It’s fine

Hi everyone. I know there is always some anxiety about this module, so I want to write something to let you know a little more about what we will do. We will work mainly with R. This page, the one you are reading now, was written in R, and much of the material you will receive and work with in class will look something like this. R is a computing environment for managing, manipulating, analysing, and visualising data. It works by typing code into a command line or console, running this code, and then interpreting the output. Most of the time, I will supply this code to you each week, and you will run it to produce an output. This can be very simple, like so:

1+1

In this case, running a line of code like this will give us a very simple output.

1+1

[1] 2

Each week, I will post a code file in’.R’ format for you to download from Moodle, and we will work through the code together in class. The code will look something like this. Try to think of it as sets of instructions that will tell R where to find something (like a dataset), and what to do with it (make a table or draw a graph). You will not have to memorise this code, write your own code (aside from making some small adjustments to some of the terms), nor will I ask you to go away and write your own original code.

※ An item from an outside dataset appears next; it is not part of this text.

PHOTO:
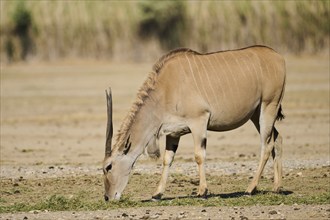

so648_country <- read_csv("so859_country_2025.csv")
summary(so648_country)
summary(so648_country$gini)

So with the code above, we have imported some data from a spreadsheet titled ‘so648_country’, then asked R to give us summary statistics for the entire dataset using summary(so648_country), then asked it to summarise a variable titled ‘gini’ using the code summary(so648_country$gini).

Interpreting Output

Sometimes, we will use some longer code, or call on specific packages to do something different, like creating this table.

sumtable(so648_country, vars = c('gini','top1', 'ls'), 
        digits = 4, add.median = TRUE, 
        title = 'Table 1: Country Data Summary 
        Statistics')
Table 1: Country Data Summary Statistics
Variable N Mean Std. Dev. Min Pctl. 25 Pctl. 50 Pctl. 75 Max
gini 37 34.39 7.684 25.4 29.2 32.7 36.2 63
top1 30 12.58 5.251 6.3 8.8 11.2 13.83 23.7
ls 39 52.4 6.207 35.56 48.39 52.88 56.39 65.39

In class, we might spend some time talking about what these measures mean - which one might be best for measuring income inequality for example. Should we look at the super-rich (top1) or look at the overall share of GDP going to workers (ls)? How could we tidy this table up to make it more presentable? What others kinds of comparison might we want to make (are European countries more equal than non-European - what about countries within Europe?)

Making Graphs

We will also use our code to create graphs to explore these questions further. We will spend a lot of time doing this, emphasising interpretation more than coding or calculation. We will work mainly with the ggplot2 package for this. I will always give you the code to do this, and we will focus on reading and interpreting the graphs together in class. So the code below will also give us the following graph:

ggplot(so648_country$data, aes(y=so648_country$top1, x=so648_country$un_developed))+
  geom_boxplot() +
  ylab("% total income to 1%'") +
  xlab("Income Share of Top 1%")+
  labs(title = "Top 1% Income Share (2018-2022)", 
       subtitle = "Data from World Bank")

Once we have produced the graph, we will spend some time interpreting about it. So for the graph above, we would discuss why income inequality is much higher in ‘developing’ countries compared to ‘developed’. We might discuss how to relabel the data into something less problematic than ‘developing’ (possibly high vs low income, advanced vs transition). Then we might rearrange the graph to make it more presentable - adding labels, titles, etc. The goal is interpretation and communication.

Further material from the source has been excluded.